Op 22 augustus 2016 heeft de Europese Commissie de centrale markttoelating van Velactis geschorst (Uitvoeringsbesluit van de Commissie van 22.8.2016 tot schorsing van de vergunning voor het in de handel brengen van het diergeneesmiddel ‘Velactis – Cabergoline’ uit hoofde van artikel 45 van Verordening (EG) nr. 726/2004 van het Europees Parlement en de Raad C(2016)5480 (final)). Als gevolg daarvan is, gedurende deze schorsing, het gebruik en het voorschrijven van dit diergeneesmiddel in alle lidstaten van de Europese Unie sowieso verboden. Lidstaten hoeven dus geen maatregelen in te voeren om uitvoering te geven aan deze schorsing.

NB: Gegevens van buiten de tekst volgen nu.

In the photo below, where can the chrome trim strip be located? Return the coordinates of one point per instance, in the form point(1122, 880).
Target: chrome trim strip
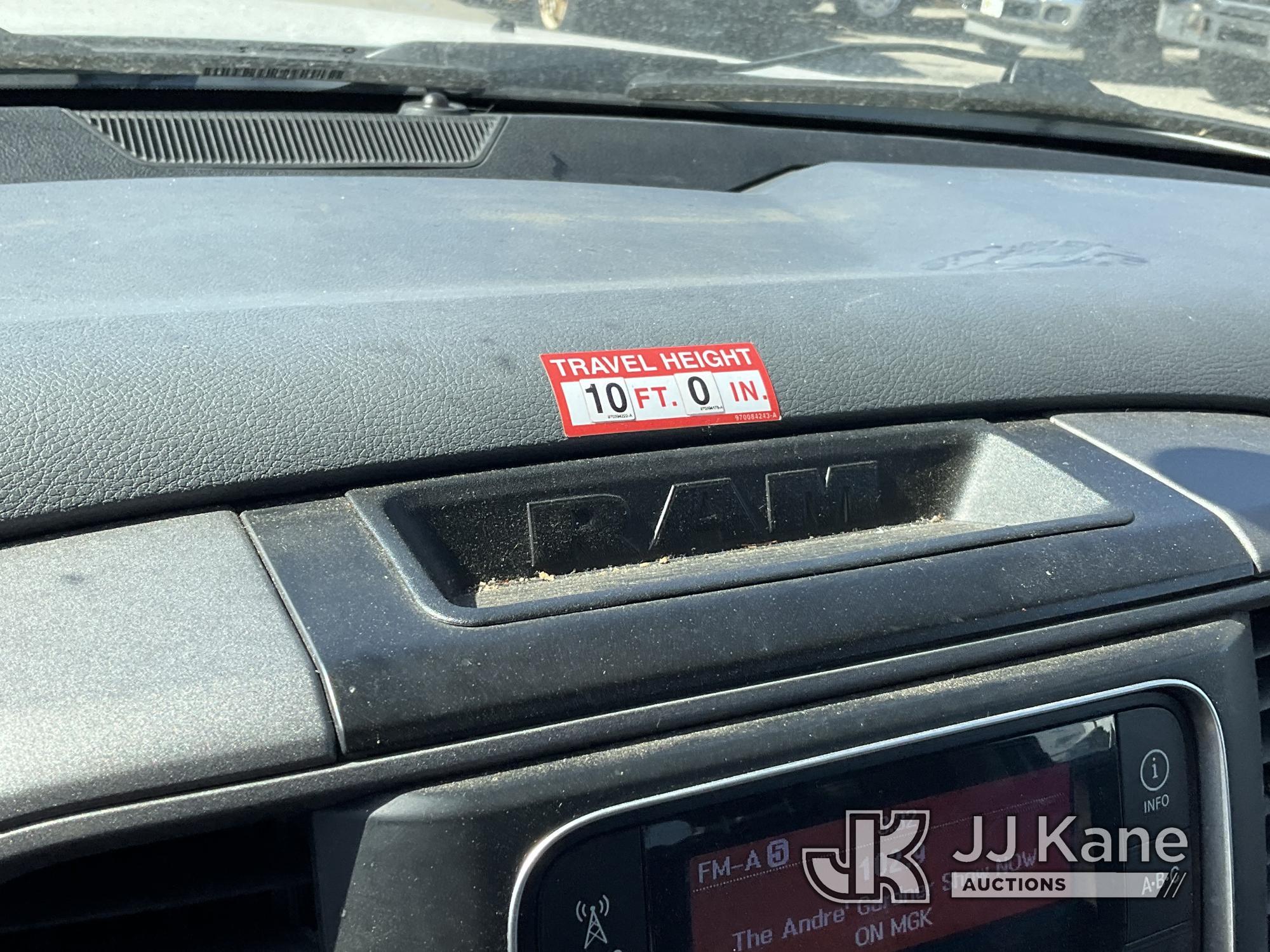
point(1220, 512)
point(1215, 798)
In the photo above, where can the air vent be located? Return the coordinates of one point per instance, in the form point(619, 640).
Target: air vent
point(298, 140)
point(247, 889)
point(1262, 648)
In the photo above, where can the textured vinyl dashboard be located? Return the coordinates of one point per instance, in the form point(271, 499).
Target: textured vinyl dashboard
point(341, 376)
point(172, 343)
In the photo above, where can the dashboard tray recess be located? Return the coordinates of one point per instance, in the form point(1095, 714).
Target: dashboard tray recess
point(589, 534)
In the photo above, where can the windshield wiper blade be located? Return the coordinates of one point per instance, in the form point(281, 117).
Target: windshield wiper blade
point(1052, 98)
point(1026, 86)
point(214, 59)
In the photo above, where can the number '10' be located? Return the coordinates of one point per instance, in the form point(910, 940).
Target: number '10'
point(614, 393)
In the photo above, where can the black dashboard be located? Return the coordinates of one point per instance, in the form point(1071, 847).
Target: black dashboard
point(322, 635)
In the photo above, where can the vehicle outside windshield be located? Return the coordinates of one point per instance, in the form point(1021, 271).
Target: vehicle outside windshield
point(1198, 70)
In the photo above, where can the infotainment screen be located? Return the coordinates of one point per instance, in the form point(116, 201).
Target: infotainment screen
point(755, 892)
point(1009, 838)
point(731, 878)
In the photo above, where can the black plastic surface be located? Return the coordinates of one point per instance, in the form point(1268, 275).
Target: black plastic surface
point(537, 541)
point(401, 678)
point(295, 333)
point(459, 847)
point(1222, 460)
point(46, 144)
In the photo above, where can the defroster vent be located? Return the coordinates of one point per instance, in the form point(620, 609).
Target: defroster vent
point(290, 140)
point(1262, 648)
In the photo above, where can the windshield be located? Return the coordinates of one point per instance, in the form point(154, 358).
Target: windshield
point(1196, 69)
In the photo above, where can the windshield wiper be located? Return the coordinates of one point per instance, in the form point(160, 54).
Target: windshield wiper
point(557, 67)
point(1045, 93)
point(211, 59)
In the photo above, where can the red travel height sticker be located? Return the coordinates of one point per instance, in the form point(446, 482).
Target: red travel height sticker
point(660, 388)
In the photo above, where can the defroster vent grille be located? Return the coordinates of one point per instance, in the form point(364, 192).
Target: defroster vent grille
point(298, 140)
point(1262, 648)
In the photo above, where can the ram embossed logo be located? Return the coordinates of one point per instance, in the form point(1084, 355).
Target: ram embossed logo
point(601, 530)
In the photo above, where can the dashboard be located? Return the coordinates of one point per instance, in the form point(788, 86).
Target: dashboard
point(322, 634)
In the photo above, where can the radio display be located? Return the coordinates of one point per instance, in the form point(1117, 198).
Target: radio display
point(756, 894)
point(732, 878)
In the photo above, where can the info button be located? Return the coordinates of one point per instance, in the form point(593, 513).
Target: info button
point(1154, 770)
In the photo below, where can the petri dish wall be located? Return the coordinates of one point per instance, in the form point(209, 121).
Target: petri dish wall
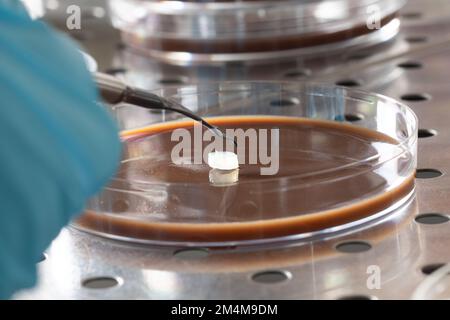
point(333, 158)
point(185, 32)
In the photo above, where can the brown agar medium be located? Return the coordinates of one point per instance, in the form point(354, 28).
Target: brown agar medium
point(331, 174)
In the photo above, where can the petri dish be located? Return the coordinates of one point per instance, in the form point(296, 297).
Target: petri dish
point(305, 170)
point(185, 32)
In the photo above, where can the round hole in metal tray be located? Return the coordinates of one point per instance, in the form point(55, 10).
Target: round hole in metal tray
point(431, 218)
point(271, 276)
point(353, 246)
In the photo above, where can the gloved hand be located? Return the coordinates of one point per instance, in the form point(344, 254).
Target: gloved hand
point(58, 146)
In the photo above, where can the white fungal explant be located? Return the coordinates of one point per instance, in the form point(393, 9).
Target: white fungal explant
point(225, 168)
point(224, 160)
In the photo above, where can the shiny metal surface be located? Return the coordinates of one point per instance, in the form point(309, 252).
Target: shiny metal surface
point(399, 246)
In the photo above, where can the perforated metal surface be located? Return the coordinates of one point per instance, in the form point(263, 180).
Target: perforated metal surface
point(399, 245)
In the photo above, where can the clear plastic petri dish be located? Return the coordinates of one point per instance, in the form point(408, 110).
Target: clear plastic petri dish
point(186, 32)
point(313, 160)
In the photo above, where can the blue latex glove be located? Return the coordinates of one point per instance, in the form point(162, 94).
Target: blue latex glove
point(58, 146)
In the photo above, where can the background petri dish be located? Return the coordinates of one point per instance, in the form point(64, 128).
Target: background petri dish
point(216, 31)
point(333, 174)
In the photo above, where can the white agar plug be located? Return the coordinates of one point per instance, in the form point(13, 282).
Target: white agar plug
point(223, 160)
point(225, 168)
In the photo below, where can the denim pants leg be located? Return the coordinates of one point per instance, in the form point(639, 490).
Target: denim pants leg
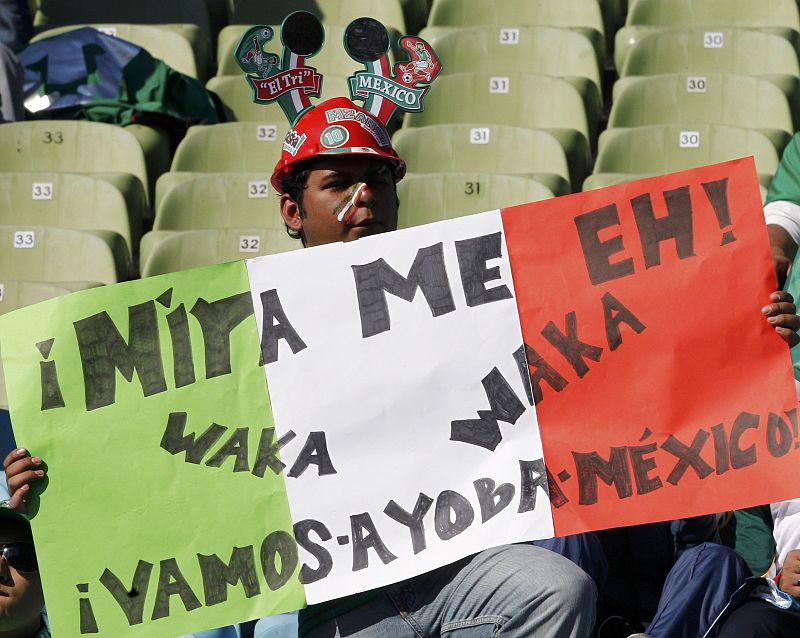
point(696, 591)
point(513, 591)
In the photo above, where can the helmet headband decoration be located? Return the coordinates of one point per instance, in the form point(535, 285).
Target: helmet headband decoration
point(382, 90)
point(291, 83)
point(288, 81)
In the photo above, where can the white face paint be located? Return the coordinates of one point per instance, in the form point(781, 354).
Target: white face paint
point(343, 214)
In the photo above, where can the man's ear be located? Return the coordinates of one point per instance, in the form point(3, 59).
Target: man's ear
point(291, 213)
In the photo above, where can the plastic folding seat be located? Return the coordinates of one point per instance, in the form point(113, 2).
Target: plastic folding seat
point(237, 96)
point(733, 100)
point(580, 15)
point(332, 59)
point(58, 12)
point(217, 201)
point(66, 200)
point(516, 99)
point(198, 201)
point(180, 250)
point(233, 146)
point(330, 12)
point(745, 52)
point(18, 294)
point(627, 154)
point(170, 46)
point(780, 17)
point(435, 197)
point(42, 253)
point(482, 148)
point(188, 17)
point(102, 150)
point(602, 180)
point(532, 49)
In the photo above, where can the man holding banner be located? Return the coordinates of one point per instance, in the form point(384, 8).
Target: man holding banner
point(337, 176)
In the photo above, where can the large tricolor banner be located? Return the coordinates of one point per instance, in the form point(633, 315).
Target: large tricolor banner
point(246, 439)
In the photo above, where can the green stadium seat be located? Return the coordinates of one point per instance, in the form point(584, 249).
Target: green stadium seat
point(481, 148)
point(67, 200)
point(580, 15)
point(220, 200)
point(733, 100)
point(170, 251)
point(170, 46)
point(189, 18)
point(516, 99)
point(43, 253)
point(745, 52)
point(780, 17)
point(435, 197)
point(659, 149)
point(58, 12)
point(103, 150)
point(332, 59)
point(533, 49)
point(602, 180)
point(330, 12)
point(233, 146)
point(237, 96)
point(18, 294)
point(197, 201)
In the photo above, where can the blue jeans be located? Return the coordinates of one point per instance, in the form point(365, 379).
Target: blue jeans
point(514, 591)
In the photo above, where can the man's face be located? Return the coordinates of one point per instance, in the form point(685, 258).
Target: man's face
point(360, 189)
point(21, 598)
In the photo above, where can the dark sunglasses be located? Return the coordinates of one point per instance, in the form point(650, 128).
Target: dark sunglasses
point(20, 556)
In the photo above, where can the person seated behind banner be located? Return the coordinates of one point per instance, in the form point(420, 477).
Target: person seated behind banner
point(769, 607)
point(782, 209)
point(333, 192)
point(523, 589)
point(22, 612)
point(670, 580)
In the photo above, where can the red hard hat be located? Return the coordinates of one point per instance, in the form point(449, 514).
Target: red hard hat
point(335, 127)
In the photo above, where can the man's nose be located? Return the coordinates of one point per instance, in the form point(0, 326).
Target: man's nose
point(5, 572)
point(362, 196)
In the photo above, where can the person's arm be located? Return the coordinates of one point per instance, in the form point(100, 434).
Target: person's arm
point(783, 246)
point(782, 209)
point(789, 577)
point(781, 314)
point(21, 469)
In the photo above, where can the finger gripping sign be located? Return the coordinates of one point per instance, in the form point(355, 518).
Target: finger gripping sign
point(399, 431)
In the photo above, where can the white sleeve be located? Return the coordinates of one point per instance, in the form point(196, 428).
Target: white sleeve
point(786, 215)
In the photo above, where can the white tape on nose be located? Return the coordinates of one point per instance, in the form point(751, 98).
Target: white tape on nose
point(352, 202)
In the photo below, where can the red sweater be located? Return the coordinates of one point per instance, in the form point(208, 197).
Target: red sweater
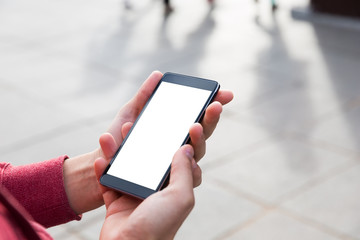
point(33, 197)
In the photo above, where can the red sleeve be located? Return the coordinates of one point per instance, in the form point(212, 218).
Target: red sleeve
point(39, 187)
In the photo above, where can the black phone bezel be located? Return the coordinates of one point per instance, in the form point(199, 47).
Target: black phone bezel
point(134, 189)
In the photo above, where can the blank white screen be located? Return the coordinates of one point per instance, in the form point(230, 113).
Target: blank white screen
point(158, 134)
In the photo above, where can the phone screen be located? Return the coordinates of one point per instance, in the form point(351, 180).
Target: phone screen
point(147, 152)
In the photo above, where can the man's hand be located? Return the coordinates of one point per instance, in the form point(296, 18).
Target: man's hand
point(160, 215)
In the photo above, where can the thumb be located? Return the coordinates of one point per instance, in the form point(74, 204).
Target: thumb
point(181, 176)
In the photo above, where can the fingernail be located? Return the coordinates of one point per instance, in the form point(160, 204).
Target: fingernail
point(189, 152)
point(194, 164)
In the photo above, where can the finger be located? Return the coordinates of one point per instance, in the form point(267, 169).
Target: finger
point(211, 118)
point(126, 128)
point(197, 174)
point(181, 177)
point(108, 145)
point(224, 96)
point(197, 138)
point(146, 90)
point(108, 194)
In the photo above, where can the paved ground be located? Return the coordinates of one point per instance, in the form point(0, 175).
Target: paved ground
point(284, 161)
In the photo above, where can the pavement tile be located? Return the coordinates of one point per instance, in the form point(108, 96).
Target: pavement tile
point(277, 168)
point(334, 203)
point(275, 225)
point(206, 221)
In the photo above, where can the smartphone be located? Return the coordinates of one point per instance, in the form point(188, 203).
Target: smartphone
point(142, 163)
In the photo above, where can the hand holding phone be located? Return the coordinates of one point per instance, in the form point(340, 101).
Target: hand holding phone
point(142, 163)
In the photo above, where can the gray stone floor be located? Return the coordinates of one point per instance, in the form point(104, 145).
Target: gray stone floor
point(284, 160)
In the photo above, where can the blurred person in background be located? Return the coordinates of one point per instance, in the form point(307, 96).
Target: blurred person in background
point(40, 195)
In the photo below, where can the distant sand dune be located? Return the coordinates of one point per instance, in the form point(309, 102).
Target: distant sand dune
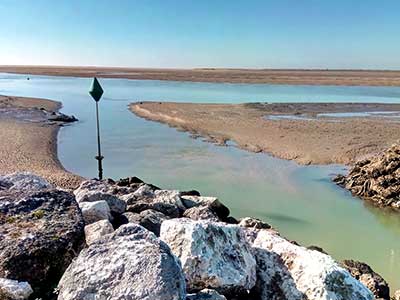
point(307, 138)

De Europese Commissie zal naar verwacht in het voorjaar van 2017 een definitief besluit nemen, dat strekt tot intrekking of handhaving van de centrale markttoelating van het desbetreffende diergeneesmiddel. Dit besluit zal, net als de oorspronkelijke centrale markttoelating, in beginsel in alle lidstaten van de Europese Unie geldig zijn.

De Regeling maatregelen cabergoline 2016 is derhalve niet langer noodzakelijk en wordt ingetrokken.